I'm so glad I can trust in Him!

Tuesday, October 2, 2012


Wow, it's been forever since I last posted anything.  I was out of town for, essentially, two weeks with just a little break to come home and do laundry before leaving again.  It was a fantastic two weeks, though!  And well worth the time away from my computer.  I probably needed a little disconnect from my little electronic universe anyway. :)

On top of being gone, my entire family, except for myself, got double pink eye.  DOUBLE.  In both eyes.  Not sure how it skipped over me. Grace of God, I guess!  So, the combination of the two has kept me well away from all of my friends.  I'm pretty sure it had been three weeks since I'd seen anybody until church this past Sunday when I finally saw EVERYBODY and got a dinner invite!  To say the least, I was ecstatic!  Things had been crazy enough that I didn't have the energy to cook a meal for my own family, much less somebody else so free, pre-cooked food and fellowship with good friends sounded like the perfect plan!
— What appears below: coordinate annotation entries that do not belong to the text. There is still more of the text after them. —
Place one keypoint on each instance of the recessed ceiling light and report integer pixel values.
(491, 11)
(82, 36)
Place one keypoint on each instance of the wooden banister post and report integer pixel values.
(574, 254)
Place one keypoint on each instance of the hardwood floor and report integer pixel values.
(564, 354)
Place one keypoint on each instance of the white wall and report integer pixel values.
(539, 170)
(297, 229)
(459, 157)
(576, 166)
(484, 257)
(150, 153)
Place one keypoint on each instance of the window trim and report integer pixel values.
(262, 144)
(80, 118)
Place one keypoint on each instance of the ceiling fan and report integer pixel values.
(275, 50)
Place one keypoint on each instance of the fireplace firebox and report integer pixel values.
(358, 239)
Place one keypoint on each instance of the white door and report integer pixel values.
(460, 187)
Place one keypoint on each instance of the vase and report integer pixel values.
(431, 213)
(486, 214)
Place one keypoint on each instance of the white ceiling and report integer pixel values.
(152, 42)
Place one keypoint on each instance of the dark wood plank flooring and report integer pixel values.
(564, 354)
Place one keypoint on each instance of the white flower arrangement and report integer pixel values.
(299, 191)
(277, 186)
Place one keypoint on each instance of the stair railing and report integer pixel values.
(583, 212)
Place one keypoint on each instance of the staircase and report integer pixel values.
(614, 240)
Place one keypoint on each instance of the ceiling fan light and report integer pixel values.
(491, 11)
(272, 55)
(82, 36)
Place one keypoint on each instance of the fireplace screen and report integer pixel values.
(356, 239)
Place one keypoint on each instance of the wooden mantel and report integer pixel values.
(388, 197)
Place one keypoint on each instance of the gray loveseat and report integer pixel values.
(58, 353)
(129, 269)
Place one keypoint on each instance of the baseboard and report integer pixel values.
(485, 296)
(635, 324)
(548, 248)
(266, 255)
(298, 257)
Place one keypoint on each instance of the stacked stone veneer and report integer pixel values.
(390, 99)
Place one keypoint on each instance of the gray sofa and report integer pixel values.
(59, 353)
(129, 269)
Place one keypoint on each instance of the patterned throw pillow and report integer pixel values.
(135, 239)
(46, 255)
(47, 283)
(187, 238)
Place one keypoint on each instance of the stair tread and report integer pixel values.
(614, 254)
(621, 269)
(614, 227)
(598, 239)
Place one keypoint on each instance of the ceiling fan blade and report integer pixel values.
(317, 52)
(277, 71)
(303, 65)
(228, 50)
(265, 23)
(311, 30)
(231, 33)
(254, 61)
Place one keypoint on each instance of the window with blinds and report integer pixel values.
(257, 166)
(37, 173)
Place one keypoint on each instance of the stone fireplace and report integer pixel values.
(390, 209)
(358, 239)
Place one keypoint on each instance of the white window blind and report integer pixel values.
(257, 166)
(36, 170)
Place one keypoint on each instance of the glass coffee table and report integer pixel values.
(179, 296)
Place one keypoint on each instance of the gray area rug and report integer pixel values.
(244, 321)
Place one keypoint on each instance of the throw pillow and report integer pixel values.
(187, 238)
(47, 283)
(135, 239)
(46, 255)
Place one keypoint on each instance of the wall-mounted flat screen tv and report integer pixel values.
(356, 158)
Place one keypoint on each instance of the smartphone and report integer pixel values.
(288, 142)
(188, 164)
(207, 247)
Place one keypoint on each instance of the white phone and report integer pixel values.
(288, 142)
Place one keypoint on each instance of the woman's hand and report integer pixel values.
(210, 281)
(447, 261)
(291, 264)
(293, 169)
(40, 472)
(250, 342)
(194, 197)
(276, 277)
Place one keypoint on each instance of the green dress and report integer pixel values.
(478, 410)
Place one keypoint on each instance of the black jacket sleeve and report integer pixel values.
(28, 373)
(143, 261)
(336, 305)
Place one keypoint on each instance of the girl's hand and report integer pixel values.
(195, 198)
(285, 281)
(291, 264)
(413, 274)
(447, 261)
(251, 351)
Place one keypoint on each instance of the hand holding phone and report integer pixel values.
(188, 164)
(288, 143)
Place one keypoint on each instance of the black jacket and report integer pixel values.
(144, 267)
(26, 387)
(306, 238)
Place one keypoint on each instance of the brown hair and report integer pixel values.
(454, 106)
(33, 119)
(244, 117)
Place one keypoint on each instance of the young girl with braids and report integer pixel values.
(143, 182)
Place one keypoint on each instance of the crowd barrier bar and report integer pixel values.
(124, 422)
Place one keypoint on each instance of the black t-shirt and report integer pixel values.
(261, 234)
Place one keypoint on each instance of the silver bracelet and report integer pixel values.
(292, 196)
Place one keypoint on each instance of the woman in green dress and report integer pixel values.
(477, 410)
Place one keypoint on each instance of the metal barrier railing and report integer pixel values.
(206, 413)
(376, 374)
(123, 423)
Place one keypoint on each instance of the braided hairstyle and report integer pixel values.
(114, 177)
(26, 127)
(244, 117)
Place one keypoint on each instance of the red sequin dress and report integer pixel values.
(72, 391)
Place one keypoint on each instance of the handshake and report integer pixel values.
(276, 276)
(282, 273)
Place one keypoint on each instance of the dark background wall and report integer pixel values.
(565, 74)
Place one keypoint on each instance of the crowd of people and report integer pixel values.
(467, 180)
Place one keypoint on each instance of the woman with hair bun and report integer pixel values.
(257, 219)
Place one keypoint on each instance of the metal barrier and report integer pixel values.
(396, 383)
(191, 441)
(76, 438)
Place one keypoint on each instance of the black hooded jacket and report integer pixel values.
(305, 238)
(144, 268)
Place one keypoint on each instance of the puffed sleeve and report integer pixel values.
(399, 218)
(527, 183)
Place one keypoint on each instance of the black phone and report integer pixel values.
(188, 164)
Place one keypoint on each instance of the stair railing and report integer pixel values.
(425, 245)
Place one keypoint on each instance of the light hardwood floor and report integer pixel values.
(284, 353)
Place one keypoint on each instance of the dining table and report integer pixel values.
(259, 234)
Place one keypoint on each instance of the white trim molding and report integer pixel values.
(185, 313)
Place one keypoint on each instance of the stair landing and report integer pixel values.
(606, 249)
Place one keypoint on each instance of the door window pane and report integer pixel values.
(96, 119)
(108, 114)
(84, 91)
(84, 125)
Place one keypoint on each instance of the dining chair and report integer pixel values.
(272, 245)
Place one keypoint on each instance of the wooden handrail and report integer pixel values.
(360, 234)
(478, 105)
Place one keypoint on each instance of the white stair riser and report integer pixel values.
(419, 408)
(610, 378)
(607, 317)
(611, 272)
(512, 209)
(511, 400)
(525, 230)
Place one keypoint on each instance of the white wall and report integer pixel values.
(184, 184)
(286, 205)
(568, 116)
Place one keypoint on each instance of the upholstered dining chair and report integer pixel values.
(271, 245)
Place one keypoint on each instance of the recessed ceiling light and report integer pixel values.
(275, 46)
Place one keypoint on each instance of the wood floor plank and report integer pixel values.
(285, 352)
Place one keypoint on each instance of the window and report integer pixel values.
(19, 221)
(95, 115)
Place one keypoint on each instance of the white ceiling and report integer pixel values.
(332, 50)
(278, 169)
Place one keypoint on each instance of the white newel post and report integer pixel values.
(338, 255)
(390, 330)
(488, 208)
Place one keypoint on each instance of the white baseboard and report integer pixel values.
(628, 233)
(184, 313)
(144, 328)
So after a chill kind of afternoon at home on Sunday afternoon, we headed over to see our friends, eat some chilli for dinner and watch "Bill Cosby Himself".  It's a classic.  I hadn't seen it since becoming a parent and it was that much more hilarious because of it.  If you haven't seen it, you need to, especially if you're a parent.  That's all I have to say about that.
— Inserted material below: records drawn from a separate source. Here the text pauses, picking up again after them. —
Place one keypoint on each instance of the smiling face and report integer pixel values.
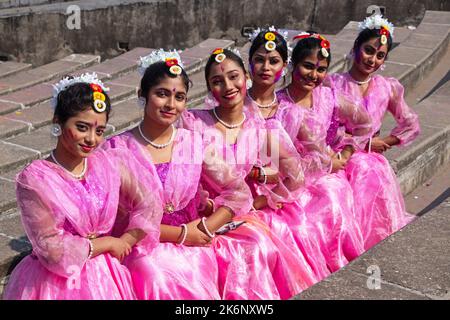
(227, 82)
(370, 56)
(82, 133)
(310, 73)
(266, 66)
(166, 101)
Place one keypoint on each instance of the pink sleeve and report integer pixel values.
(312, 147)
(407, 128)
(189, 121)
(232, 189)
(355, 119)
(316, 158)
(59, 251)
(287, 163)
(139, 198)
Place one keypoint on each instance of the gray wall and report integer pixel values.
(39, 34)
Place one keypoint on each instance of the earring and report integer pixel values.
(249, 83)
(141, 102)
(210, 101)
(56, 130)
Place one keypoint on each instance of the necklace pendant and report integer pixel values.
(169, 208)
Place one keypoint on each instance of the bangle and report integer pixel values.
(256, 173)
(213, 204)
(262, 173)
(91, 249)
(183, 239)
(211, 235)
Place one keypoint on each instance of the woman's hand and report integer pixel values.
(259, 202)
(379, 145)
(338, 164)
(195, 236)
(272, 175)
(119, 248)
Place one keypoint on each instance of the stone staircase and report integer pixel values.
(25, 113)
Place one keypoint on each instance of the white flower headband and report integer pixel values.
(269, 36)
(252, 36)
(90, 78)
(220, 55)
(171, 58)
(378, 22)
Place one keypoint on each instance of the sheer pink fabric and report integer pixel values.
(383, 94)
(242, 264)
(380, 207)
(59, 212)
(327, 199)
(267, 144)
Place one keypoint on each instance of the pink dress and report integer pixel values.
(242, 264)
(327, 199)
(252, 148)
(380, 207)
(59, 212)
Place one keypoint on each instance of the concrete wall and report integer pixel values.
(39, 34)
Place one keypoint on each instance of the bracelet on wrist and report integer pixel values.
(211, 235)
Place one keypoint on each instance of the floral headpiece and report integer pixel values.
(378, 22)
(96, 85)
(324, 43)
(171, 58)
(220, 55)
(270, 36)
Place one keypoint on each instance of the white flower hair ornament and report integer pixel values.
(96, 85)
(171, 58)
(378, 22)
(252, 36)
(220, 55)
(269, 36)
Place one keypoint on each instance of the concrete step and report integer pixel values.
(9, 4)
(416, 163)
(9, 68)
(54, 70)
(412, 264)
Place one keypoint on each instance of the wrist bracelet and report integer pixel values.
(91, 249)
(183, 239)
(213, 204)
(211, 235)
(262, 173)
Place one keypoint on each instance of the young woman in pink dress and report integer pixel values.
(380, 207)
(305, 108)
(192, 262)
(69, 202)
(264, 155)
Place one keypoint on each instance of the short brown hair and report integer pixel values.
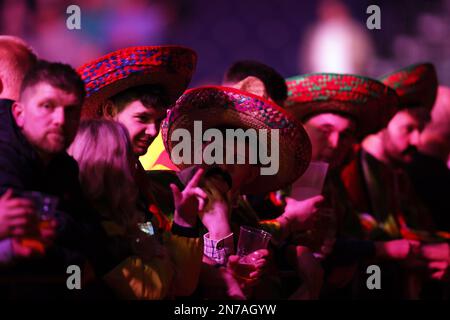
(16, 58)
(59, 75)
(148, 95)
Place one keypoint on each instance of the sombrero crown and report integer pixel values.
(368, 101)
(416, 85)
(219, 107)
(171, 67)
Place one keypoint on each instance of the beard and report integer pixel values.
(398, 157)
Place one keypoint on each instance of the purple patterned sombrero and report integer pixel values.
(416, 85)
(222, 107)
(171, 67)
(369, 102)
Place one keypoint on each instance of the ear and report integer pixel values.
(252, 85)
(18, 113)
(108, 110)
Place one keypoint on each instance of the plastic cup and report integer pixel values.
(250, 240)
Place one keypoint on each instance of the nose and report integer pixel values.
(151, 130)
(414, 138)
(59, 116)
(333, 140)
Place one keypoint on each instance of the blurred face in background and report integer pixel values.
(402, 136)
(48, 117)
(332, 137)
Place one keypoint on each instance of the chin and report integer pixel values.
(140, 151)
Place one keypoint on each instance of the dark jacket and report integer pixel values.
(80, 237)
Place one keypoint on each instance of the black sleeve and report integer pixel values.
(349, 251)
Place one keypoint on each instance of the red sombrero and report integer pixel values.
(368, 101)
(169, 66)
(416, 85)
(219, 107)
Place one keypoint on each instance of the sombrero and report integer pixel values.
(369, 102)
(219, 107)
(416, 85)
(169, 66)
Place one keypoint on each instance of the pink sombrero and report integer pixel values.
(171, 67)
(416, 85)
(369, 102)
(219, 107)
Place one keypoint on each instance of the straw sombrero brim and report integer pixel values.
(171, 67)
(416, 85)
(367, 101)
(219, 107)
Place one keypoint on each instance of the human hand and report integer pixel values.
(300, 215)
(248, 270)
(189, 201)
(17, 216)
(396, 249)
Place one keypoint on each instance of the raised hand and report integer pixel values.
(189, 202)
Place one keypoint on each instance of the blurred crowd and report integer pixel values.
(93, 175)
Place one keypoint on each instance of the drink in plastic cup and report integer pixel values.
(250, 240)
(45, 211)
(310, 184)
I discovered something, though, while we were there, mostly watching the video while chasing our toddlers around.  Jack - a beautiful, curly, red haired boy, a ginger in the truest sense of the word - is not quite fourteen months old.  He's your average thirteen month old, in terms of development.  In terms of size, he's ginormous!  He's always been huge and is starting to grow into himself, but he's still huge all the same.  Let's just say this, Levi is eight months older than him and they've worn the same size of clothes since Jack was nine months and Levi seventeen months.  But, in terms of development, he's your average thirteen month-er.
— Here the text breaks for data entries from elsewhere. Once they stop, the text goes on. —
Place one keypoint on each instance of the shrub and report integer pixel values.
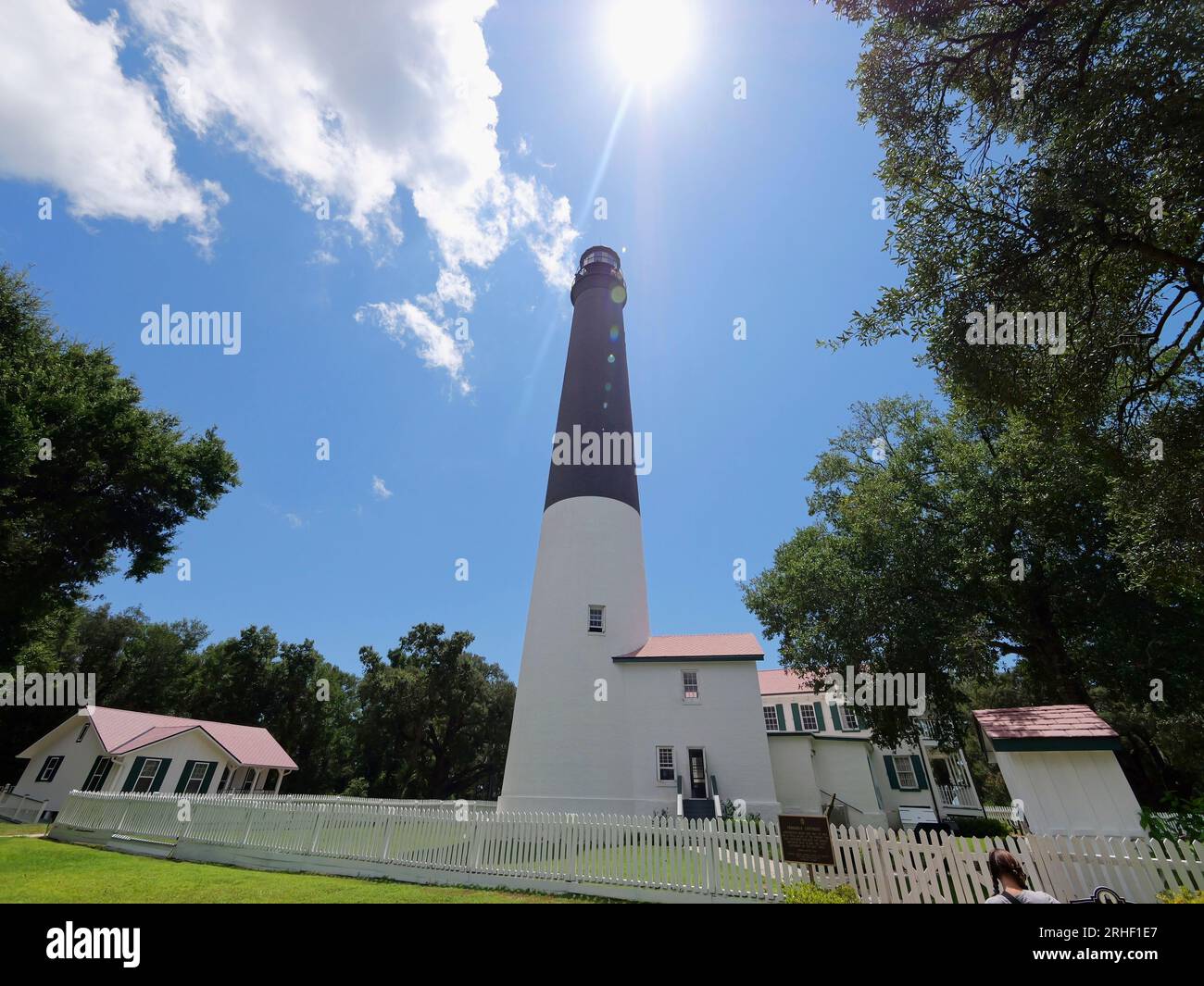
(1181, 896)
(983, 829)
(751, 818)
(1186, 820)
(809, 893)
And, this is what struck me.  As I watched Jack play, I realized that some of the things he was doing are things that Levi (twenty-one months) is just now learning to do.  It stung a bit to think that Levi is that far behind in some areas.  I don't think I really realized he was that delayed until that night.  Fortunately, this is not in all areas of development, but it is in some.  The good news is that even if Levi stays six to eight months behind for the rest of his life, eventually it won't be a distinguishable difference.  I mean, it's not like when he's thirty or forty people are going to be thinking, "Wow, he's a little slow for his age.  He's got to be at least, what, six, eight months behind?"  Ha!

But, the hard part is more the realization that I've got two years of raising a one year old mind.  We're having to teach him things we've already taught him.  We're having to rediscover how to discipline him since we're not even sure he knows what's going on at some points.  His weakest area of development (per early childhood screening) is communication, which can be very frustrating.  When you have a kid the size of a two year old who communicates like a one year old, it's frustrating.

So, that's going to be the hard part.  It's going to be uphill for awhile, and I think I'm just now realizing how steep the hill is and that it's a little higher than I thought.  But, it's still nowhere as steep as so many others' hills.  And this up hill battle will not get me down.  How can it?  It's going up!  Besides, the good news is that he WILL catch up sooner than later.  Thank you Jesus for that!

And thank You Jesus for good friends who make food and invite me over to eat it, hassle free!  What a blessing!